Intervals that look the same in traditional notation may not be the
same interval. In this illustration, whole steps and half steps are
visually indistinguishable, as are major and minor thirds. What you see does not always correspond with what you hear and must play.
Chromatic staves represent intervals more consistently and more accurately. As shown in this illustration of a C major scale, whole steps are always two notes on two neighboring lines or on two neighboring spaces. Half steps are always one note on a line and another on a neighboring space.
A Better Approach to Music Notation
All of these features of traditional music notation combine to make reading music much more difficult than it might be with a better notation system. For an analogy, imagine trying to do arithmetic with Roman numerals. It can be done, but the notation system makes a big difference. Of course it is important to view traditional notation in its broader historical context and to keep in mind the innovations and reforms that it has undergone over time. 
Alternative music notation systems with chromatic staves avoid each of these pitch-related difficulties, and offer significant advantages over traditional music notation.
Notation Systems — Check out some alternative music notation systems.
Tutorials — Learn about various approaches to alternative music notation.
 Arnold Schoenberg was probably the most influential 20th-century composer of Western “classical music.” It is less commonly known that he also invented a chromatic staff notation system.
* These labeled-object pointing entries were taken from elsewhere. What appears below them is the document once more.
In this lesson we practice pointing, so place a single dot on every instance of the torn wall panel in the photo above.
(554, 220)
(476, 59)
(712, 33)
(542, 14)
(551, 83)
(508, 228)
This quote is from his “A New Twelve-Tone Notation,” written in 1924 (see Style and Idea: Selected Writings of Arnold Schoenberg ). Although Schoenberg was a proponent of atonal, non-diatonic music, his statement is relevant for all kinds of music. Most alternative notation systems were invented primarily with traditional tonal music in mind, and we are interested in making all types of music easier to read and play. Though we quote Schoenberg we do not discount the importance of diatonic scales and keys. Chromatic staff notation systems actually represent diatonic scales, tonalities, and their intervals much more faithfully than traditional notation. See Intervals on this page, and our Intervals Tutorial.
 Traditional notation was developed over several centuries for use with music and instruments that were different from those of today. Guido d’Arezzo introduced his staff-based system in about 1025 CE, but the five-line staff only became standardized in the 1500s. This staff-based notation was a significant achievement that improved upon the notation systems that preceded it, and it has continued to evolve over time to address new notational needs as they arose.
 One of the few disadvantage to chromatic staves is that they typically require more vertical space on the page, since they include five additional notes per octave. Some notation systems solve this problem, for example systems with more than one notehead shape or systems with a compressed staff such as Express Stave, Clairnote SN, and Clairnote DN.